You have pheasants, too, inmates of very stiff and thorny-bushed ravines; they afford good sport, but you must shoot them dead, or you will never find them. There are also several species of the bustard genus, but near Cape Town only the black and grey khoran, so called. On the frontier you have the ordinary bustard, a noble bird and excellent eating, weighing from 9 to 12 lbs., and a species of great bustard, weighing from 20 to 25 lbs. The latter is eatable, but coarse. These you shoot with balls. On the frontier, too, you have buffaloes, elephants, lions, camelopards, ostriches, etc., so well described by Major Harris that it is impossible to add to his faithful account.

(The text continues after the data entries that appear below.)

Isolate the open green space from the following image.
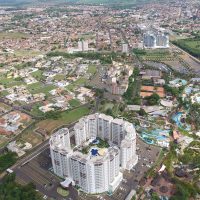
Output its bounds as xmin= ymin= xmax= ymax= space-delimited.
xmin=0 ymin=152 xmax=17 ymax=172
xmin=27 ymin=82 xmax=56 ymax=96
xmin=47 ymin=51 xmax=117 ymax=64
xmin=133 ymin=49 xmax=174 ymax=61
xmin=173 ymin=37 xmax=200 ymax=58
xmin=87 ymin=65 xmax=97 ymax=75
xmin=66 ymin=77 xmax=88 ymax=91
xmin=0 ymin=77 xmax=24 ymax=88
xmin=54 ymin=74 xmax=66 ymax=81
xmin=57 ymin=187 xmax=69 ymax=197
xmin=69 ymin=99 xmax=80 ymax=107
xmin=0 ymin=174 xmax=42 ymax=200
xmin=32 ymin=70 xmax=43 ymax=80
xmin=14 ymin=50 xmax=42 ymax=57
xmin=36 ymin=106 xmax=90 ymax=133
xmin=0 ymin=32 xmax=28 ymax=40
xmin=0 ymin=135 xmax=9 ymax=147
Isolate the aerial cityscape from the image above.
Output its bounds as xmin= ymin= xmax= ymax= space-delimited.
xmin=0 ymin=0 xmax=200 ymax=200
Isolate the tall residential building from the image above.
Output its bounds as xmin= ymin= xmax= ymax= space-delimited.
xmin=50 ymin=113 xmax=138 ymax=193
xmin=78 ymin=40 xmax=89 ymax=51
xmin=143 ymin=31 xmax=169 ymax=48
xmin=122 ymin=43 xmax=128 ymax=53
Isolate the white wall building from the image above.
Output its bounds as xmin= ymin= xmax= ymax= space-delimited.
xmin=50 ymin=113 xmax=138 ymax=193
xmin=143 ymin=31 xmax=169 ymax=48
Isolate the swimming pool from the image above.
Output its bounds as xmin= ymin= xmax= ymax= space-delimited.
xmin=172 ymin=112 xmax=191 ymax=131
xmin=140 ymin=129 xmax=170 ymax=144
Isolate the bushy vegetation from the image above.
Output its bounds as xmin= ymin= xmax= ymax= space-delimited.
xmin=0 ymin=174 xmax=42 ymax=200
xmin=47 ymin=51 xmax=117 ymax=64
xmin=145 ymin=93 xmax=160 ymax=106
xmin=164 ymin=85 xmax=184 ymax=97
xmin=180 ymin=141 xmax=200 ymax=168
xmin=187 ymin=103 xmax=200 ymax=130
xmin=170 ymin=179 xmax=200 ymax=200
xmin=123 ymin=67 xmax=140 ymax=104
xmin=173 ymin=37 xmax=200 ymax=58
xmin=0 ymin=152 xmax=17 ymax=172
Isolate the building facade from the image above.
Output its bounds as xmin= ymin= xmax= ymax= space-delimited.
xmin=143 ymin=31 xmax=169 ymax=48
xmin=50 ymin=113 xmax=138 ymax=193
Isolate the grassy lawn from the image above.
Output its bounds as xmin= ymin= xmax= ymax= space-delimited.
xmin=54 ymin=74 xmax=66 ymax=81
xmin=0 ymin=102 xmax=11 ymax=110
xmin=57 ymin=187 xmax=69 ymax=197
xmin=0 ymin=32 xmax=29 ymax=40
xmin=14 ymin=50 xmax=42 ymax=57
xmin=0 ymin=136 xmax=9 ymax=148
xmin=0 ymin=78 xmax=24 ymax=88
xmin=173 ymin=37 xmax=200 ymax=58
xmin=31 ymin=103 xmax=43 ymax=116
xmin=66 ymin=77 xmax=88 ymax=91
xmin=36 ymin=107 xmax=90 ymax=133
xmin=32 ymin=70 xmax=43 ymax=80
xmin=87 ymin=65 xmax=97 ymax=75
xmin=69 ymin=99 xmax=80 ymax=107
xmin=73 ymin=77 xmax=87 ymax=86
xmin=19 ymin=129 xmax=43 ymax=146
xmin=27 ymin=82 xmax=56 ymax=96
xmin=0 ymin=152 xmax=17 ymax=172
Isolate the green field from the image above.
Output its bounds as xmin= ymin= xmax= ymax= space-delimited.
xmin=32 ymin=70 xmax=43 ymax=80
xmin=173 ymin=37 xmax=200 ymax=58
xmin=69 ymin=99 xmax=80 ymax=107
xmin=0 ymin=152 xmax=17 ymax=172
xmin=36 ymin=106 xmax=90 ymax=133
xmin=27 ymin=82 xmax=56 ymax=96
xmin=0 ymin=78 xmax=24 ymax=88
xmin=0 ymin=32 xmax=29 ymax=40
xmin=87 ymin=65 xmax=97 ymax=75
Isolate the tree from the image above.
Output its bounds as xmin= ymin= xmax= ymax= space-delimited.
xmin=145 ymin=93 xmax=160 ymax=106
xmin=0 ymin=173 xmax=42 ymax=200
xmin=138 ymin=108 xmax=147 ymax=116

Coursing at the Cape is not good. I pursued it much for the sake of hunting four or five couple of spaniels. Hares there never sit in the open as in Europe, but in low stunted bushes—half rabbits. However, this sort of coursing with the spaniels and greyhounds teaches your horse to become a hunter, and by rushing him after hares, he well learns how to tumble or to avoid tumbles.
In the course of our sporting tour, I used to visit the breeding establishments (then called kraals) of all the great breeders, I think, Melk, Kotze, Proctor, Van Reenen, Van der Byl, etc. Melk has six hundred mares, all running out in unenclosed fields. With such an establishment you would expect that he could show you three or four hundred one, two, and three year olds (for they are all sold by this age). He can never show more than seventy or eighty colts of the year, and the rest of the breeders can show no higher proportion. The thoroughbred mares are invariably in miserable condition, the cock-tails fat and sleek. Many of the mares, etc., are afflicted with a disease from an accumulation of sand in their stomachs and intestines.
It was thought far beneath the dignity of a gentleman at the Cape to ride or drive mares, but seeing that the mares were far finer and larger than the horses, and one-fifth of the price, I bought from Proctor two immense mares, as like English hunters as possible, for £45; a thoroughbred mare, 16 hands high, four years old, for my wife (a beautiful creature which very much delighted Lord Dalhousie); and another thoroughbred mare, 15½. They were the four finest horses in Cape Town. One of the carriage mares ruptured her bladder in the carriage, and died in a few hours. The large thoroughbred got a most tremendous fall out hunting, nearly broke my neck, and was chest-foundered ever afterwards. The other two I sold remarkably well. By some accident I never set up mares in my establishment again, but I was never so elegantly horsed.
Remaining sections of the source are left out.